The smell of fresh roses filled the grand convention center's opulent ballroom as Leah strode, as gracefully as possible in three-inch heels, toward the woman currently organizing place cards.

"Oh, Leah. There you are. Good. You're late," her friend Mallory said.

"I'm sorry. Something came up." Leah reached into the box on the table and took out place cards, noting the table number to the side of each name. "I'm here to help."

Mallory leaned over and double-checked one of the silver tags. "I appreciate the assistance. You look beautiful."

"Oh, thanks," Leah said, looking down at her form-fitting, blue-sequined gown. "So do you."

"Thank you. I try." Mallory smiled. In her late thirties, she had curly blond hair and stunning blue eyes.
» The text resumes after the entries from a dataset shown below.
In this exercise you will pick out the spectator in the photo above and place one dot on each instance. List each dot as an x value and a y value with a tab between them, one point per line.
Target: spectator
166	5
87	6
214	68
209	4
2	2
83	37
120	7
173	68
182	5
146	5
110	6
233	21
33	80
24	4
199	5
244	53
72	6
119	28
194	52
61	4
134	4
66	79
For the charity gala tonight, she wore a long, cream-colored gown with sequins along the neckline and waist. "Thank you again for assisting me with this entire event."

Leah thought about slipping out of her heels for a short time. "You know why I'm really here."

"I do." Mallory leaned forward, her eyes sparkling. "I can't believe we're about to catch a child trafficker."

"I hope." Leah had been on this guy for nearly three months and had chased him from the United States to Paris. A well-known philanthropist, he was actually a criminal mastermind—with a Kurjan partner, no less. A fact of which Mallory remained unaware. "If we take him down, we'll get to his partner, and that's the entire ring." Leah had spent the last two years neutralizing an entire child trafficking ring, which had started in Los Angeles.

Mallory secured one of her diamond earrings. "The plan is to meet him in the coat check area?"

"Yes," Leah said. "He thinks I'm a trafficker from the States and have product for him." Oh, how she hated using that word.

Mallory clapped her hands. "I can't wait. I've never been a part of anything like this."

"There's nothing like taking down the bad guys," Leah agreed. While she couldn't be a spy any longer because she hadn't aged, she'd found many good pursuits to make life a little better for people who needed it. "Make sure Inspector Dupont is seated near the door so I can get to him as quickly as possible."

"Of course," Mallory said.

Another woman hustled up, this one in a long, green gown. She had brown eyes and nearly white-blond hair. "Mallory, I finished directing the caterers with the first course of champagne. Did you want to switch to white wine after that?"

"Hmm." Mallory tapped her lips. "Let's just leave the bottles on the tables and have the servers continue with the champagne. It seems like more people are drinking the bubbly these days." She looked at Leah. "Leah Ferry, I'd like you to meet Shandra Ryland, the director of Safety for Children."

Leah shook Shandra's hand. "It's nice to meet you."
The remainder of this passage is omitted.